Bu kelimeyi tek başına ele aldığınız zaman sıradan, çok fazla özelliği olmayan günlük konular, eşyalar veya ortalama işler için kullanılması zararsız gibi görünse de işin toplumsal boyuta yansımasının o kadar da önemsiz olmadığını görürüz. Çok kısa ve kabaca Vasatın egemenliği (mediocracy) nedir diye baktığımızda “az yetenekli, az bilgili kişilerin dominant ve etkili olması durumu diyebiliriz. “Popüler olan şeylerin farklı bir düşünce ortaya koymaması, ortaya koyulan düşüncelerin birbirine benzemesi, topluma,insana,kültüre ve düşünceye bir fayda sağlamama” hali de vasatı egemen kılan bir durum olarak değerlendirilmektedir.

Vasat,  günlük hayatta bir mıknatıs gibi yanıbaşımıza durmakta ve bizi kendi içine çekmektedir.
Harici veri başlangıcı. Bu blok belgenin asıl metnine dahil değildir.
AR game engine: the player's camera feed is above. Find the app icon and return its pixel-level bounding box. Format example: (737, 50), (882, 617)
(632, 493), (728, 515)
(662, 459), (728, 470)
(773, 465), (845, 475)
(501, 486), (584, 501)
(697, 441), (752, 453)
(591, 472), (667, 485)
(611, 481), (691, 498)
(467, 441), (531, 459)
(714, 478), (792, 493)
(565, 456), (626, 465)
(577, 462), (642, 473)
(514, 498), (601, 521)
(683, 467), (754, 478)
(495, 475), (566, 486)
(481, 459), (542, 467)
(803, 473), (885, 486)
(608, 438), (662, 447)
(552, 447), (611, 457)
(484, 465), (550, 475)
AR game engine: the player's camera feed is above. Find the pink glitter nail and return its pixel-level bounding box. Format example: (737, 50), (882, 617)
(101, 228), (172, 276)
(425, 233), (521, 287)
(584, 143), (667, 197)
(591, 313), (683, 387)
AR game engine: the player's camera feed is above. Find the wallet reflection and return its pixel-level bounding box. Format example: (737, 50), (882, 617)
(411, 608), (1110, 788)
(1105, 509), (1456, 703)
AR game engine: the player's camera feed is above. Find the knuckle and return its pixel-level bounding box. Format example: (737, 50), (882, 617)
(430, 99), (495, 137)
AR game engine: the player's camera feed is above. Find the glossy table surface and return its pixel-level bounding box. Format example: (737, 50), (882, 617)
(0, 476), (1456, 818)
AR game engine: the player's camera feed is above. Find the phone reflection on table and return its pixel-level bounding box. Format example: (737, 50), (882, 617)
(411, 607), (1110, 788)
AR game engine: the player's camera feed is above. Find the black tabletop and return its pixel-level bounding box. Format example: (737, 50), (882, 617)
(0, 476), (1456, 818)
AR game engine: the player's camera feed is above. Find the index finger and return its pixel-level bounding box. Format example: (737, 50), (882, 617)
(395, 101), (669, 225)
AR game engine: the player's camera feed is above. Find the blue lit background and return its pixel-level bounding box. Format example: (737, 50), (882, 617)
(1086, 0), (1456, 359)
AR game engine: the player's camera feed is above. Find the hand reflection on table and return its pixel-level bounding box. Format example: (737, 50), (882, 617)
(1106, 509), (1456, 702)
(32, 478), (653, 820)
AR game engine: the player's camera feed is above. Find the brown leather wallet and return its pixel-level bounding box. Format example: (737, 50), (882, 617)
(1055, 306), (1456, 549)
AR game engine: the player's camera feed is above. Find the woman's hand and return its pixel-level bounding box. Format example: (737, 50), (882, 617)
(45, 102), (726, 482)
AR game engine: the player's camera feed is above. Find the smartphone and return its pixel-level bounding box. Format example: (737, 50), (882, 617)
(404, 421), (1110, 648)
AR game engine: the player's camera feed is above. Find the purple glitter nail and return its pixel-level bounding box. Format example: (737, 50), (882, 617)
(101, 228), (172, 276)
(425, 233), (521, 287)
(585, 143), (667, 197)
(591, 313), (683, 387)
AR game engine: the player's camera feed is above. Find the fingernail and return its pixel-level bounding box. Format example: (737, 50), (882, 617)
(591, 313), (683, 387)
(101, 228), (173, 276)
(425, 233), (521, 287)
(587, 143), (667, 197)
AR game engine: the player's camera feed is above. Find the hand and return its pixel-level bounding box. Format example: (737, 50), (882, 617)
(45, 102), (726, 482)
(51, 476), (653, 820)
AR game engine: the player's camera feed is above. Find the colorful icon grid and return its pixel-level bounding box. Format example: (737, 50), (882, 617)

Bir adım öteye giderek bu vasatlığın da yine vasat insan gözünde harika göründüğünü söylemek çok yanlış olmayacaktır.Scott Adams’ın dediği gibi “vasat çoğunluk öğrenmeyi değerli bulmaz ve öğrenmeye önem vermez”. İşte tam da bu yüzden vasat, okuyan, birşeyler düşünebilen, hatta farklı düşünenleri “seçkin” diye tanımlayarak ötekileştirme çabası içine girer, kendinden olmayanın sözüne değer vermediğinden dolayı da ona bir şey anlatmak da zorlaşır çünkü kendi çemberi dışındaki herkesin onun aleyhine düşündüğünü, kötülüğünü istediğini sanır.

Kağan Sefer bir yazısında, Türkiye’de ilk olarak Akademisyen Emrah Safa Gürkan’ın bahsettiği  Médiocrtié Partout’a referans vererek, “Eğer bir toplumda, okur yazarlık oranı düşükse, ekonomik, kültürel ve sanatsal üretim az ise, tüketim, eğlence, gösteriş merakı fazla,aynı zamanda mutluluk, çalışma verimi, toplumu düzenleyen sisteme karşı olan memnuniyetsizlik düzeyi fazla ise o toplum için Médiocrtié Partout (Vasatlık her yerde)kavramını kullanabiliriz” der ve bununla mücadele etmek için “kendinize güvenmenin, okumanın, yazmanın ve fikirleri söylemekten korkmamanın” gerekli  olduğunu vurgular.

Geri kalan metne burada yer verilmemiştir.